Failure to Implement Timely Interventions to Prevent Facility-Acquired Pressure Ulcer
Penalty
Summary
The deficiency involves the facility’s failure to initiate timely and adequate interventions to prevent the development and progression of a pressure ulcer for Resident 27, who was identified as at risk for pressure ulcer development. The resident had multiple diagnoses including diabetes mellitus, osteoarthritis, heart failure, and muscle weakness, and had a BIMS score of five indicating severely impaired cognition. Assessments documented that the resident required extensive assistance of one to two staff for bed mobility, personal hygiene, dressing, repositioning, and transfers, and that she had a urinary catheter for constant urinary retention and incontinence. The MDS and care plans identified the resident as at risk for skin impairment, with a history of refusing to lie down to relieve pressure from the buttocks, and indicated she was on a turning/repositioning program with nutritional or hydration interventions and a pressure-reducing device in her chair. A Braden Scale score of 16 further indicated risk for pressure ulcer development. Despite these identified risks and care plan directives, the resident developed a facility-acquired Stage 2 pressure ulcer on the left buttocks. Weekly wound assessments documented the presence and progression of an open area on the left buttocks, with measurements changing over time, including a lateral opening measuring 2.0 cm by 1.0 cm and later a left inner buttocks wound measuring 3.0 cm by 2.0 cm by 0.5 cm depth, and then 2.0 cm by 3.5 cm by 0.8 cm depth.

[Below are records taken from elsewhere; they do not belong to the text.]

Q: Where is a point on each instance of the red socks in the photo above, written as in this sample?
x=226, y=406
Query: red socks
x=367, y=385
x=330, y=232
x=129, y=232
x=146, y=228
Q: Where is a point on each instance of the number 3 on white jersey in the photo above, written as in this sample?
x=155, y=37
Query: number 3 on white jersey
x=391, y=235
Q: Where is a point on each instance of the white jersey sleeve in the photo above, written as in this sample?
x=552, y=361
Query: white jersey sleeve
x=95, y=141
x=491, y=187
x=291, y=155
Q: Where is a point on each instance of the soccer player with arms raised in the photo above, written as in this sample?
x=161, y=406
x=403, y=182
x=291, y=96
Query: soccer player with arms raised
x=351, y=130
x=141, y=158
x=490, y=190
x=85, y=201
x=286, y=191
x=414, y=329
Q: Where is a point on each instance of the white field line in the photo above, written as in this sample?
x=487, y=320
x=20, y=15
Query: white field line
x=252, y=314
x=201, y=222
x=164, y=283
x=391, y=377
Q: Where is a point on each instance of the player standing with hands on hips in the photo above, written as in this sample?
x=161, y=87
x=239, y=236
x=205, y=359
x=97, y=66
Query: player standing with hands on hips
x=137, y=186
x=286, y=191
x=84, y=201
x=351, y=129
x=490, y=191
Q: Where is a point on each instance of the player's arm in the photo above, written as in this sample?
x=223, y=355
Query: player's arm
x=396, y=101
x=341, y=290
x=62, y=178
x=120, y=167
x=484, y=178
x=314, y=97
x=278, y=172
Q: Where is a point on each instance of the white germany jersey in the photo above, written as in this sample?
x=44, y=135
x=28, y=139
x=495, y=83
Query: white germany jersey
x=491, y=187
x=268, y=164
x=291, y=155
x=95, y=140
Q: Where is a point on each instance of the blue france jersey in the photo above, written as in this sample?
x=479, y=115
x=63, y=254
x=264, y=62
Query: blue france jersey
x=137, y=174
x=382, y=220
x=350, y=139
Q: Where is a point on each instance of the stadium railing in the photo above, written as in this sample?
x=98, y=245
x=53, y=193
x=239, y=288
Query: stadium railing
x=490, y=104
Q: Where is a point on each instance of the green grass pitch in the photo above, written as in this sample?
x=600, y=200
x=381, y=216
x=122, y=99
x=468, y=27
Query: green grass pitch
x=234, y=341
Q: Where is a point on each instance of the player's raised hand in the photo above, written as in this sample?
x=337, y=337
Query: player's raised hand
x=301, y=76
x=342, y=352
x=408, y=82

The record noted that the resident became less mobile after sustaining a left 5th metatarsal fracture requiring a walking boot, and that she was incontinent and preferred to sit in a recliner and wheelchair rather than sleep in bed. The facility’s own Wound Assessment, Prevention and Treatment policy required timely skin assessments, Braden evaluations, and immediate implementation of plans to reduce pressure ulcer risk, but the development of a facility-acquired pressure ulcer under these known risk conditions demonstrated that timely preventive interventions were not effectively implemented.